What is the project about?

    Parks Canada is advancing work on an ideal first envisioned almost 25 years ago to develop facilities in downtown Banff (on the Banff Avenue 200-block) to support visitor reception, enjoyment and connection with the rest of the park, and to foster understanding of the challenges faced by protected areas like Banff.

    Why has it taken so long?

    This has been a part of the long-term vision for Banff National Park for decades. Parks Canada needed to acquire the necessary lots through the appropriate process. After more than two and a half decades of work, it is anticipated that by September 30, 2024, Parks Canada will have acquired 10 adjacent lots on Banff Avenue enabling Parks Canada to proceed with the next steps

    When will there be a new building on the ground? What will it look like?
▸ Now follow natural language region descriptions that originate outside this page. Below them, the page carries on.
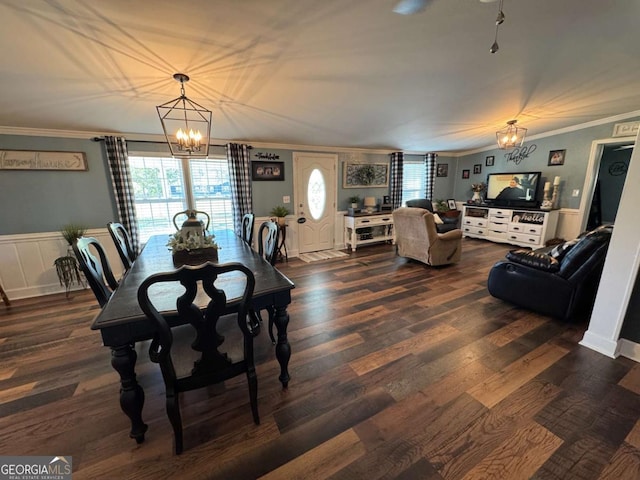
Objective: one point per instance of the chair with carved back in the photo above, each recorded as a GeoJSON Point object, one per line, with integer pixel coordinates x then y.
{"type": "Point", "coordinates": [97, 270]}
{"type": "Point", "coordinates": [268, 234]}
{"type": "Point", "coordinates": [268, 241]}
{"type": "Point", "coordinates": [247, 228]}
{"type": "Point", "coordinates": [122, 241]}
{"type": "Point", "coordinates": [189, 355]}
    It’s too soon to say. We are in the very early stages of our planning. where our work will be focused on 1) obtaining a thorough understanding of the site through specific studies (so we know what is and is not possible), and 2) identifying the principles, considerations, constraints, needs and aspirations for redevelopment. The results of these activities will then be used to create redevelopment options for the site. We anticipate this planning stage will take about two and a half years and we will be asking for feedback from Indigenous communities, stakeholders and the public throughout this part of the process.

    Why is Parks Canada doing this? Why not leave the block as it is?

    National Parks exist with the ongoing grace and support of Canadians. An investment in helping them enjoy and connect to the park, and in understanding the challenges for its protection, is an investment in the park’s future.

    How much will the project cost?

    The costs of redeveloping the site are not known at this point, as there is not yet a final design. This part of the project is limited to planning, engagement and creation of redevelopment options.  

    How can I learn more and get involved?

    Advice and feedback from Indigenous communities, stakeholders and the public throughout the scoping process is essential to ensuring design options and a final product that will meet the needs of future park visitors, support park objectives, and fit within the community.